There's a few logs floating around.  It seems to work but not as good as testosterone like everybody was hoping.

What's your dose like?  At high doses you will experience night vision issues.


----------



## muscleguys (Jun 11, 2010)

tballz said:


> There's a few logs floating around. It seems to work but not as good as testosterone like everybody was hoping.
> 
> What's your dose like? At high doses you will experience night vision issues.


 
only 50 mg a day to avoid the vision issue, have read much of the stuff out there on it.  But don't see much about appropriate amount of time to stay on it.  I'm 6 days in and they are making me stronger, more energy, increased labido.  Not comparing it to gear, but I'm seeing positive results.


----------



## Saney (Jun 11, 2010)

Are your gains from the Mental aspects? 

You should check into BetaOxyAlanine, I heard that stuff is Purely Anabolic


----------



## Perdido (Jun 11, 2010)

muscleguys said:


> only 50 mg a day to avoid the vision issue, have read much of the stuff out there on it.  But don't see much about appropriate amount of time to stay on it.  I'm 6 days in and they are making me stronger, more energy, increased labido.  Not comparing it to gear, but I'm seeing positive results.

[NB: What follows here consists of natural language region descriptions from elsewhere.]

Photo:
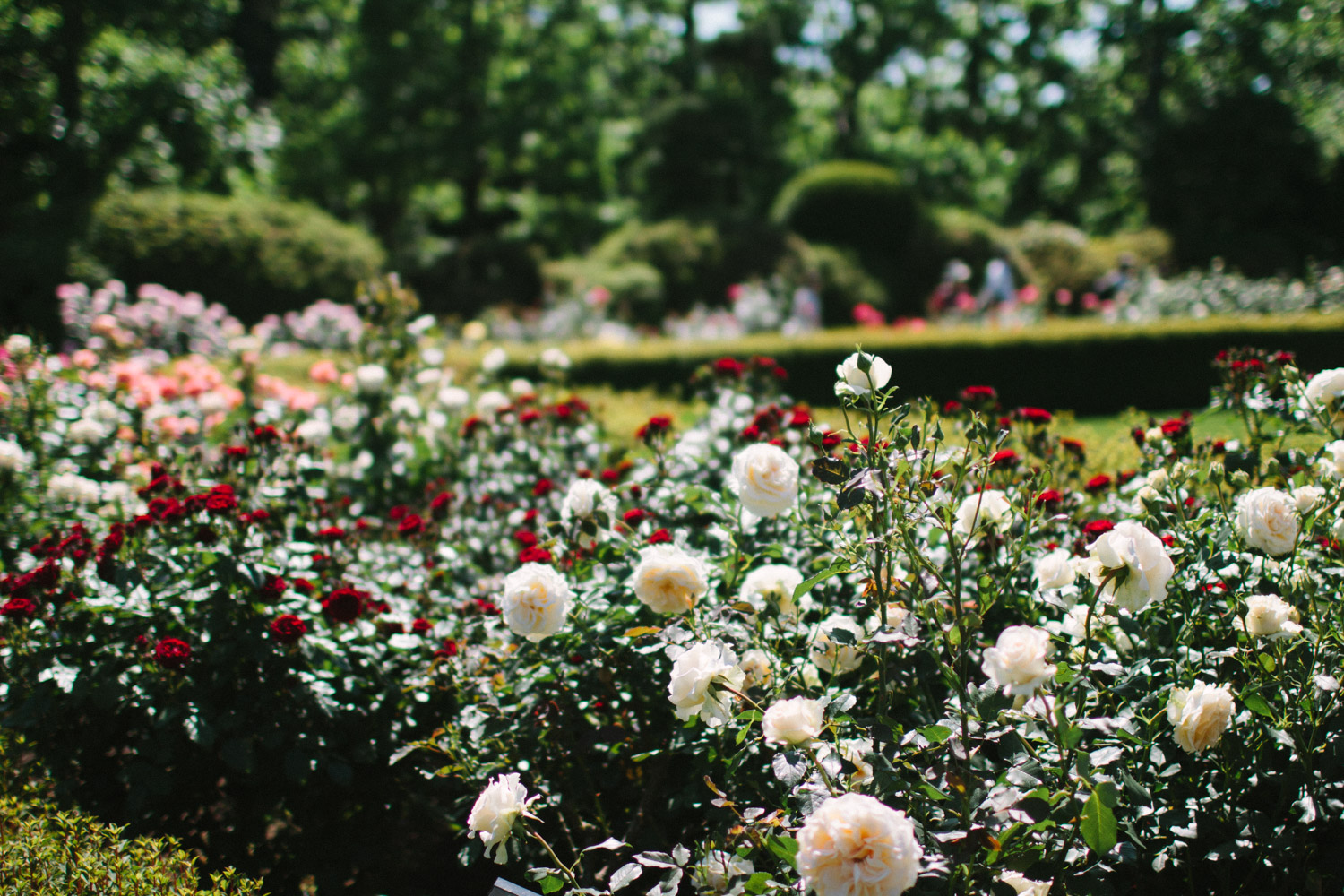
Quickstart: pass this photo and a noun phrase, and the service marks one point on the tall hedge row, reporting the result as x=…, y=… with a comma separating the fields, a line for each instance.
x=1089, y=367
x=255, y=255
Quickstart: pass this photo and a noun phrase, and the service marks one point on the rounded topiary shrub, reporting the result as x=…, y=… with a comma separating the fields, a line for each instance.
x=254, y=255
x=866, y=209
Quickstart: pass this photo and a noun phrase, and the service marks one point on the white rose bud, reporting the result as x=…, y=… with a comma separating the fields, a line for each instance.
x=1018, y=659
x=537, y=600
x=1306, y=497
x=668, y=579
x=1268, y=616
x=370, y=379
x=988, y=508
x=698, y=678
x=1266, y=520
x=1201, y=715
x=585, y=498
x=1136, y=562
x=1324, y=392
x=855, y=845
x=502, y=804
x=1054, y=570
x=314, y=432
x=765, y=478
x=771, y=583
x=793, y=723
x=854, y=381
x=13, y=457
x=755, y=668
x=830, y=654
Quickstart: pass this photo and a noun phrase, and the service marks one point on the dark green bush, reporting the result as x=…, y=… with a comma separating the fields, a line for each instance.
x=868, y=210
x=1089, y=366
x=254, y=255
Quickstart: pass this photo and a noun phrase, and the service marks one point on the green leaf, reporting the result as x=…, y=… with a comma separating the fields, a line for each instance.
x=1098, y=825
x=935, y=734
x=825, y=573
x=1258, y=704
x=787, y=848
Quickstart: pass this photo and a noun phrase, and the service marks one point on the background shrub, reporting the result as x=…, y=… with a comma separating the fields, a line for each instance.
x=254, y=255
x=866, y=209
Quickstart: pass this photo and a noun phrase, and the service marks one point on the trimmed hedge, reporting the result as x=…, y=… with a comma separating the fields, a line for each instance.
x=1088, y=366
x=254, y=255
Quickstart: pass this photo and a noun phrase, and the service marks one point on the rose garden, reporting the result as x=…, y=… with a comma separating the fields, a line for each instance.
x=401, y=626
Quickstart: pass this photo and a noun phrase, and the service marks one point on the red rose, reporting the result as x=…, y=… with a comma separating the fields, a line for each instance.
x=1098, y=528
x=534, y=555
x=344, y=605
x=288, y=629
x=172, y=653
x=1098, y=482
x=19, y=608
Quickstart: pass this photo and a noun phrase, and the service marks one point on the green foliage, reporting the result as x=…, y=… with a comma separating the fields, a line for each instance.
x=255, y=255
x=1089, y=367
x=54, y=853
x=866, y=209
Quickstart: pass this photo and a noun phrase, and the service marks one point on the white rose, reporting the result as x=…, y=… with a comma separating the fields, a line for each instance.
x=13, y=457
x=793, y=721
x=370, y=379
x=86, y=430
x=771, y=583
x=755, y=668
x=988, y=508
x=832, y=656
x=718, y=868
x=1268, y=616
x=18, y=346
x=491, y=402
x=1023, y=885
x=453, y=398
x=668, y=579
x=698, y=678
x=1306, y=497
x=585, y=498
x=1142, y=560
x=1266, y=519
x=494, y=360
x=347, y=417
x=1018, y=659
x=405, y=406
x=556, y=359
x=537, y=600
x=855, y=381
x=854, y=845
x=503, y=801
x=1201, y=715
x=74, y=487
x=1332, y=461
x=1324, y=392
x=314, y=432
x=1054, y=570
x=765, y=478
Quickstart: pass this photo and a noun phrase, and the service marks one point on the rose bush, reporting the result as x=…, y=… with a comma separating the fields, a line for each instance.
x=946, y=657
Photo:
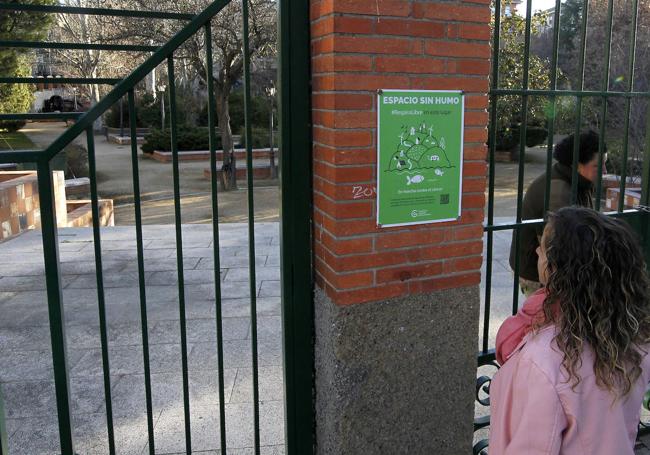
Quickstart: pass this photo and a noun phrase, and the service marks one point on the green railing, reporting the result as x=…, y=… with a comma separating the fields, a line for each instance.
x=638, y=217
x=295, y=165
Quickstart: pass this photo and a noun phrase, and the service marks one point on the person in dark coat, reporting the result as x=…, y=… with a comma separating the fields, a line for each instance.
x=533, y=203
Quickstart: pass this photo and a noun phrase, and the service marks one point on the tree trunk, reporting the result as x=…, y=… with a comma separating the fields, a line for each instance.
x=229, y=168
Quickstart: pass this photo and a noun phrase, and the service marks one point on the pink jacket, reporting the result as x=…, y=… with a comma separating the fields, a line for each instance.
x=534, y=411
x=513, y=329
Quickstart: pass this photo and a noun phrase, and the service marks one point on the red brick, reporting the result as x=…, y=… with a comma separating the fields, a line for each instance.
x=344, y=174
x=468, y=84
x=341, y=247
x=349, y=228
x=412, y=238
x=343, y=210
x=475, y=152
x=474, y=169
x=409, y=272
x=349, y=138
x=468, y=232
x=457, y=49
x=475, y=135
x=380, y=8
x=373, y=294
x=464, y=264
x=474, y=201
x=451, y=250
x=368, y=82
x=481, y=32
x=452, y=31
x=347, y=192
x=407, y=27
x=318, y=9
x=372, y=45
x=473, y=67
x=345, y=120
x=451, y=12
x=473, y=118
x=472, y=216
x=409, y=65
x=322, y=27
x=328, y=63
x=476, y=102
x=342, y=101
x=446, y=282
x=322, y=46
x=344, y=156
x=356, y=25
x=474, y=185
x=344, y=281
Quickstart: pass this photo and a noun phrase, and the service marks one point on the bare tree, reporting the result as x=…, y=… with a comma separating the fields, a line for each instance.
x=227, y=43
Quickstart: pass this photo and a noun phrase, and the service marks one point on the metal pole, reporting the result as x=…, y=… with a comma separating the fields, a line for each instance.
x=121, y=119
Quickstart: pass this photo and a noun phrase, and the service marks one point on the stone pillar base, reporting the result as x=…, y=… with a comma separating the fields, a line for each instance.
x=393, y=377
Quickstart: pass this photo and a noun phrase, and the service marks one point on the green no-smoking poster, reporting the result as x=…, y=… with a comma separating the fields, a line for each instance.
x=419, y=156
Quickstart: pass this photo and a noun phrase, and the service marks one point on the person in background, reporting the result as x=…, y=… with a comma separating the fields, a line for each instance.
x=575, y=380
x=560, y=196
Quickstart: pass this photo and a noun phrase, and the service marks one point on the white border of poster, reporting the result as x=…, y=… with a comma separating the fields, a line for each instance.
x=462, y=154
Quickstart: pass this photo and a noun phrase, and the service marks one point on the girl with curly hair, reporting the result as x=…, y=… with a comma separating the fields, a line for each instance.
x=575, y=382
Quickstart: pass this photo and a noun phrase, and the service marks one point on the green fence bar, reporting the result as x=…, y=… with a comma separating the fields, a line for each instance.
x=21, y=156
x=141, y=280
x=42, y=116
x=60, y=81
x=136, y=76
x=491, y=161
x=577, y=93
x=551, y=123
x=251, y=227
x=522, y=154
x=645, y=182
x=4, y=438
x=603, y=109
x=55, y=304
x=295, y=165
x=94, y=202
x=628, y=105
x=179, y=249
x=581, y=86
x=93, y=11
x=212, y=137
x=79, y=46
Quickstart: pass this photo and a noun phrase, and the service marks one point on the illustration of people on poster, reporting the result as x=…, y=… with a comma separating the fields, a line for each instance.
x=419, y=156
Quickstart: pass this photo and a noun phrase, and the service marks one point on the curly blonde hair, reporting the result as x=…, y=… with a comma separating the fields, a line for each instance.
x=598, y=294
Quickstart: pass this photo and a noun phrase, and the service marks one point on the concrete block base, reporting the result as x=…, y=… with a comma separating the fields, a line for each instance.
x=398, y=376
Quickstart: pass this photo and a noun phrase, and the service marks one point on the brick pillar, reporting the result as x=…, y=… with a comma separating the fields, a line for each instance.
x=396, y=308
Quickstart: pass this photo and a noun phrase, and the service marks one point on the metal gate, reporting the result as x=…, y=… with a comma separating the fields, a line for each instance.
x=295, y=232
x=520, y=88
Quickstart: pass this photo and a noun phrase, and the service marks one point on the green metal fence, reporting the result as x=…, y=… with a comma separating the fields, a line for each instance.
x=637, y=216
x=295, y=165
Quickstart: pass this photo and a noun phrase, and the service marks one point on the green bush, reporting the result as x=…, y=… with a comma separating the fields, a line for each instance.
x=615, y=160
x=260, y=111
x=509, y=138
x=73, y=160
x=16, y=98
x=260, y=136
x=148, y=112
x=189, y=138
x=11, y=126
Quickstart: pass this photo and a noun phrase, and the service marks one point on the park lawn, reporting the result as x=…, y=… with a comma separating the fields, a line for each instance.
x=15, y=141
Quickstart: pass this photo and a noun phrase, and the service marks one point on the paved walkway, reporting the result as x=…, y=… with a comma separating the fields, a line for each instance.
x=25, y=356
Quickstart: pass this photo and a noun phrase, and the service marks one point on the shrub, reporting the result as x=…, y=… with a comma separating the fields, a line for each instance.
x=260, y=136
x=189, y=138
x=508, y=138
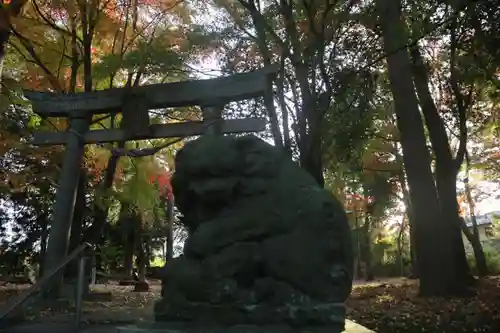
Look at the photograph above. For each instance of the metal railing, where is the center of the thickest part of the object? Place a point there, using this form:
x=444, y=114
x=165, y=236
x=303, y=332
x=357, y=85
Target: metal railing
x=79, y=253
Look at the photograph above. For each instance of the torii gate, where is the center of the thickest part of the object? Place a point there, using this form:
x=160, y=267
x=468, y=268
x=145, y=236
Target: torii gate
x=134, y=103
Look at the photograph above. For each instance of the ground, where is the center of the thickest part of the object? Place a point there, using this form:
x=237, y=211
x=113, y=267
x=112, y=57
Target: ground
x=393, y=306
x=390, y=306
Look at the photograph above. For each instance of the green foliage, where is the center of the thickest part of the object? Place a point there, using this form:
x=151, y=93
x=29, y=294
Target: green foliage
x=492, y=255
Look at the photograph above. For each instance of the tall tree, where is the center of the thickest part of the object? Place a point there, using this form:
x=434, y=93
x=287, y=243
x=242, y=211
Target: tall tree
x=439, y=267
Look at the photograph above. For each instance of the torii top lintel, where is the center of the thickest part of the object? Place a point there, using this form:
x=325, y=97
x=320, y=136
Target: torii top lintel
x=217, y=91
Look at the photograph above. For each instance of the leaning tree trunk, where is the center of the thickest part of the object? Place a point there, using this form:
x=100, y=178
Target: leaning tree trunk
x=432, y=246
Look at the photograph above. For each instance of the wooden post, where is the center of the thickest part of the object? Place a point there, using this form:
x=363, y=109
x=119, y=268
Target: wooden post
x=57, y=245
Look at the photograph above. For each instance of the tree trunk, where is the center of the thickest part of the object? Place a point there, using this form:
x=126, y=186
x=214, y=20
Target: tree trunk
x=367, y=240
x=43, y=244
x=94, y=232
x=432, y=247
x=473, y=237
x=170, y=229
x=128, y=260
x=71, y=271
x=446, y=176
x=141, y=262
x=409, y=214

I run it during PCT at about the same dose as you. I'll run it about 6 weeks or until I feel it's no longer doing anything then take a break.
I've run it at 100 mg in the past but the night vision was getting hard to deal with. I'd walk into a dark room from a well lit one and could see a damn thing.


----------



## muscleguys (Jun 11, 2010)

Saney said:


> Are your gains from the Mental aspects?
> 
> You should check into BetaOxyAlanine, I heard that stuff is Purely Anabolic


 lol, maybe they are, but I'll take them anyway.  My strength is up 5-10% on most exercises, and I recently had a big jump from a gear cycle.  So it (strength) still increasing is amazing to me.  I was skeptical and thought I'd try it , but it really seems to be working.


----------



## Third-Eye-Brown (Jun 12, 2010)

Would a SARM deepen a woman's voice?


----------



## muscleguys (Jun 12, 2010)

Third-Eye-Brown said:


> Would a SARM deepen a woman's voice?


 I don't believe, from what I've read, there are any androgenic side effects, but I'm not sure.  It's an entirely different science than steroids, is my understanding. Perhaps a vet can pipe in on that one.


----------



## CG (Jun 12, 2010)

As far as I have read, its non androgenic, doesn't convert dht no hpta damage . Its totally different from anabolics, but doesn't have the same strong effects. Anthony roberts wrote about a proposed S4 and anvar cycle that didn't look all that bad.


----------



## Third-Eye-Brown (Jun 12, 2010)

Well, I need some S4 and some Anavar.. Whos got the hook up?


----------



## muscleguys (Jun 12, 2010)

Third-Eye-Brown said:


> Well, I need some S4 and some Anavar.. Whos got the hook up?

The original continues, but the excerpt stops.